Bonded magnets obtained from this composition are general household appliances,
The range of applications is expected to expand in a wide range of fields, including communication / audio equipment, medical equipment, and general industrial equipment.

Claims (4)

[Claims] 1. A magnetic alloy powder of 100 parts by weight and 0.0
1 to 5 parts by weight of silicon dioxide powder, dicyandiamide powder, and at least one thermosetting resin, and 70
A composition for a bonded magnet, containing a binder having a kinematic viscosity (25 ° C.) in a wt% butyl carbitol solution by the Gardner method of 1 × 10 ⁻³ m ² / s or less. 2. The composition for a bonded magnet according to claim 1, wherein the magnetic alloy powder is coated with a binder, and the silicon dioxide powder is present in a state of being sprinkled on the surface of the binder. 3. A magnetic alloy powder and at least one thermosetting resin, and the kinematic viscosity (25 ° C.) by a Gardner method in a 70 wt% butyl carbitol solution is 1 ×.

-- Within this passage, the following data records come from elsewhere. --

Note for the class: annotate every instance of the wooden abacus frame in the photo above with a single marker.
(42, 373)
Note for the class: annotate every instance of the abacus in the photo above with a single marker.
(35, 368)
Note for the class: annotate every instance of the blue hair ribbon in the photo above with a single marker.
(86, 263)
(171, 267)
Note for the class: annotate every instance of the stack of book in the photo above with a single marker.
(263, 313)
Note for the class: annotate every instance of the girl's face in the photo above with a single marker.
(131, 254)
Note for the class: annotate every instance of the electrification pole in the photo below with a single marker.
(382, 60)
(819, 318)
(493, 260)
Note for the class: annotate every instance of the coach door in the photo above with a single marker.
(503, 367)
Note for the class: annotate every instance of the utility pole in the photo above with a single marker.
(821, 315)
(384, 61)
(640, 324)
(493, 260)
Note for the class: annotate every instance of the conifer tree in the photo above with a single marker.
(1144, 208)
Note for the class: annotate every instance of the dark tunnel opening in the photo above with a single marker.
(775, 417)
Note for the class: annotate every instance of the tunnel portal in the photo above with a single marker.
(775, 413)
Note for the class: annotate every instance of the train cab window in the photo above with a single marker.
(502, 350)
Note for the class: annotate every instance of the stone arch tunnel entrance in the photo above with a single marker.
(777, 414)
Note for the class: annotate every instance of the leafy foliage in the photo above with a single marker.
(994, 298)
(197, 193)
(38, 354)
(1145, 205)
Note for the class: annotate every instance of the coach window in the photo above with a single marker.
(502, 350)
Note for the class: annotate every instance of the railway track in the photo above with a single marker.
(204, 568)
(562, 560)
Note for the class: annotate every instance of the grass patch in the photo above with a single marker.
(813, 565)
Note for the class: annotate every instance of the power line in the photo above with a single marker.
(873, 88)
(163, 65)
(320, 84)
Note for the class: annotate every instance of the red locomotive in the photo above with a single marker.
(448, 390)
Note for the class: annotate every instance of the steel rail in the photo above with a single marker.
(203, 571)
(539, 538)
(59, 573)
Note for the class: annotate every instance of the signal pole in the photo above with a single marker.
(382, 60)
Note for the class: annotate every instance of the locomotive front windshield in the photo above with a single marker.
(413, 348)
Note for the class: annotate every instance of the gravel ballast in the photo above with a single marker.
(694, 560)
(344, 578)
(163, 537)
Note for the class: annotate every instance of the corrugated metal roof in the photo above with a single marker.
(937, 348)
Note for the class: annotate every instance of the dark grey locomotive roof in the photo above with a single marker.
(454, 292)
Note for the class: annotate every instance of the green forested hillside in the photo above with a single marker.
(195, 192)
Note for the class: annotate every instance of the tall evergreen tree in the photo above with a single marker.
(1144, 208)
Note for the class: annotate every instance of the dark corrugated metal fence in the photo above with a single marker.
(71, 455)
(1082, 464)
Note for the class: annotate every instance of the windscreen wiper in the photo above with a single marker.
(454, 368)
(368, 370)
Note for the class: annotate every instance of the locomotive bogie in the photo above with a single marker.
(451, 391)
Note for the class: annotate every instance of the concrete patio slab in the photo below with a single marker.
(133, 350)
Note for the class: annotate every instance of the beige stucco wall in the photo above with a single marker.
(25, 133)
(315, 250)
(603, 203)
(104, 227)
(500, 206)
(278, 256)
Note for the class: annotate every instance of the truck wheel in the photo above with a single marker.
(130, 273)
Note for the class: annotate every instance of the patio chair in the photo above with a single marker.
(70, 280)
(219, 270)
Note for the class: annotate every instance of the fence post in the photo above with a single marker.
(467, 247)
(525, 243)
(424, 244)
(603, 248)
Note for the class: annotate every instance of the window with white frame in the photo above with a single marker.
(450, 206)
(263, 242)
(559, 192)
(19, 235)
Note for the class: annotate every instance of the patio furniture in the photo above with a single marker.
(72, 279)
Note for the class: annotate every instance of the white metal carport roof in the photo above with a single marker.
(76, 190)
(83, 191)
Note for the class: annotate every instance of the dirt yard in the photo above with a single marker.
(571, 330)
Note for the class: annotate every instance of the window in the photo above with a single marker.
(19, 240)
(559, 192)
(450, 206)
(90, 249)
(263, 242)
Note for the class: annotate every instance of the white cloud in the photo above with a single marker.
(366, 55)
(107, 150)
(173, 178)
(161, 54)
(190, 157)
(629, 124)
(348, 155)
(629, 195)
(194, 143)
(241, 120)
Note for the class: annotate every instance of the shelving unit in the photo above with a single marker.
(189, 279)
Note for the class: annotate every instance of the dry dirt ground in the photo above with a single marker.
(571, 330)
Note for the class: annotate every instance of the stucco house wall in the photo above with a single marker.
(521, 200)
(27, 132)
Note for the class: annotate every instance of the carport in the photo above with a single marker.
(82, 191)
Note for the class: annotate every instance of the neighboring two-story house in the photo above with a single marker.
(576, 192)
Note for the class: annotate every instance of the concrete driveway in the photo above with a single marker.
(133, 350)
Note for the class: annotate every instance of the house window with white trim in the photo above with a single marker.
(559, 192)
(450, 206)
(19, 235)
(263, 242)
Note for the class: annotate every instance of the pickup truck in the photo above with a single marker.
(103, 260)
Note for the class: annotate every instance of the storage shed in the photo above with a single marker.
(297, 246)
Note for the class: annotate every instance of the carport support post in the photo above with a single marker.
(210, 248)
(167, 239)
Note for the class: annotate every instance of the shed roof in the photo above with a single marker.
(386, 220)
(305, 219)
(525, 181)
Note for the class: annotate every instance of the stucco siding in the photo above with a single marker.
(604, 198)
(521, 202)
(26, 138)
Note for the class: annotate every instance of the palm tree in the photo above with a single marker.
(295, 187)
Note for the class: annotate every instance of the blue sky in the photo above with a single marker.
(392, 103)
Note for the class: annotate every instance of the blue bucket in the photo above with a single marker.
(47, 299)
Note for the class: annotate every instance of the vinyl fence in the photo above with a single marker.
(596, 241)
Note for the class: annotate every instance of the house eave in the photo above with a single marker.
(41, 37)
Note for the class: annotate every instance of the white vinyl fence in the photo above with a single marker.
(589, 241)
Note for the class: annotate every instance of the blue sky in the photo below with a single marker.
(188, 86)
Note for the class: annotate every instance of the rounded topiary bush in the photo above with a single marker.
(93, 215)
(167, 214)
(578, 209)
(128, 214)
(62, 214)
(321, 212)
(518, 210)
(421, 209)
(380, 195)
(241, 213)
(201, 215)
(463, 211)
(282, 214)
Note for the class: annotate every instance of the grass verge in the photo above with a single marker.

Mixing with a binder having a concentration of 10 ⁻³ m ² / s or less, then mixing with dicyandiamide powder, and further mixing with 0.01 to 5 parts by weight of silicon dioxide powder per 100 parts by weight of the magnetic alloy powder. A method for producing a composition for a bonded magnet, comprising: 4. 100 parts by weight of magnetic alloy powder and 0.0
1 to 5 parts by weight of silicon dioxide powder, dicyandiamide powder, and at least one thermosetting resin, and 70
A composition for a bonded magnet containing a binder having a kinematic viscosity (25 ° C.) by a Gardner method in a wt% butyl carbitol solution of 1 × 10 ⁻³ m ² / s or less is pressure-molded and then heated. A bonded magnet obtained by curing.